En efecto, el actual esquema de expansión se sostuvo, primero, con la amplificación del extraordinario contexto internacional, mediante una política cambiaria que maximizó el ingreso en pesos de los productores de exportables, protegió a los sustitutos de importaciones y le permitió al Gobierno recaudar retenciones a la exportación como “socio” de los exportadores.

En otras palabras, mientras la mayoría de los países de la región moderaron el efecto del favorable “shock internacional” revaluando sus monedas, la Argentina devaluaba el peso.

¿Por qué hubo que ir a “contramano” en materia cambiaria? Porque la falta de un contexto institucional y de mercado de capitales razonable, y una política de gasto público (moratoria previsional, subsidios a los precios de servicios y ciertos alimentos, aumentos de empleo y salarios públicos, etc.) explosiva obligó, por un lado, a generar tasas de rentabilidad elevadas para los sustitutos de importaciones para que se autofinanciaran y, por el otro, mayores ingresos en pesos para los exportadores, también para que se autofinanciaran y, a la vez, poder cobrarles más impuestos (retenciones).

La crisis con el campo frenó el intento de aumentar aún más los impuestos a la exportación, y la crisis mundial, después, alteró el contexto de extraordinarios precios internacionales y frenó la demanda automotriz brasileña.

Este nuevo escenario obligó a medidas extravagantes de financiamiento del populismo, básicamente la expropiación de los fondos de pensión.

Cuando llegó la “calma” internacional, la tasa de inflación ya estaba desbordada por la imposibilidad de seguir sosteniendo artificialmente bajo el precio de los alimentos –por falta de oferta, en especial la carne– y de los combustibles, y por la expansión de la liquidez del Banco Central, en su intento de sostener el tipo de cambio nominal y, simultáneamente, mantener una elevada liquidez para consolidar bajas tasas de interés y estimular el crédito de corto plazo.

La aceleración de la tasa de inflación vivida desde mediados de 2006 fue una combinación de una política cambiaria a contramano de la región (devaluar versus apreciar), una política de desaliento de la oferta de alimentos y energía –que terminó obligando a reconocer los precios que se intentaban mantener bajos a través de subsidios, controles y prohibiciones– y una política monetaria de expansión de la liquidez, todo esto puesto “al servicio” de un fuerte crecimiento del gasto público infinanciable de forma “tradicional”.
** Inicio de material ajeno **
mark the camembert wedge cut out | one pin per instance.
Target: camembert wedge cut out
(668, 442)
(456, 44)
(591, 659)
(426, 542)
Hasta ahora, justo es reconocerlo, la indexación salarial en el caso de los trabajadores formales, ajustes más o menos importantes en las jubilaciones mínimas, el mantenimiento de los subsidios y precios políticos para un conjunto de bienes y servicios, y el bajo desempleo, han logrado disimular, al menos parcialmente, los efectos nocivos de la alta inflación sobre el crecimiento y la distribución del ingreso.

Y les han permitido al Gobierno y a sus aliados minimizar los archiconocidos efectos negativos de esa alta inflación. Pero lo preocupante, en todo caso, es que recién ahora, a todo lo descripto, se suma el hecho de que el Banco Central tendrá que financiar más intensamente con emisión la falta de recursos genuinos para seguir aumentando el gasto, lo que obligará a medidas de absorción de esa liquidez excedente, si no se quiere que la inflación siga escalando.

Reformulando, entonces, el dilema del comienzo de estas líneas: la inflación de dos dígitos actual no ha sido el precio a pagar por crecer y mantener bajo el desempleo, sino que ha sido el precio a pagar por crecer a través de una política intensiva en gasto público –ineficiente y muy poco “progre”– y por tratar de compensar, con “pseudo heterodoxia”, la falta de instituciones, mercado de capitales y aliento genuino a la inversión y a la producción.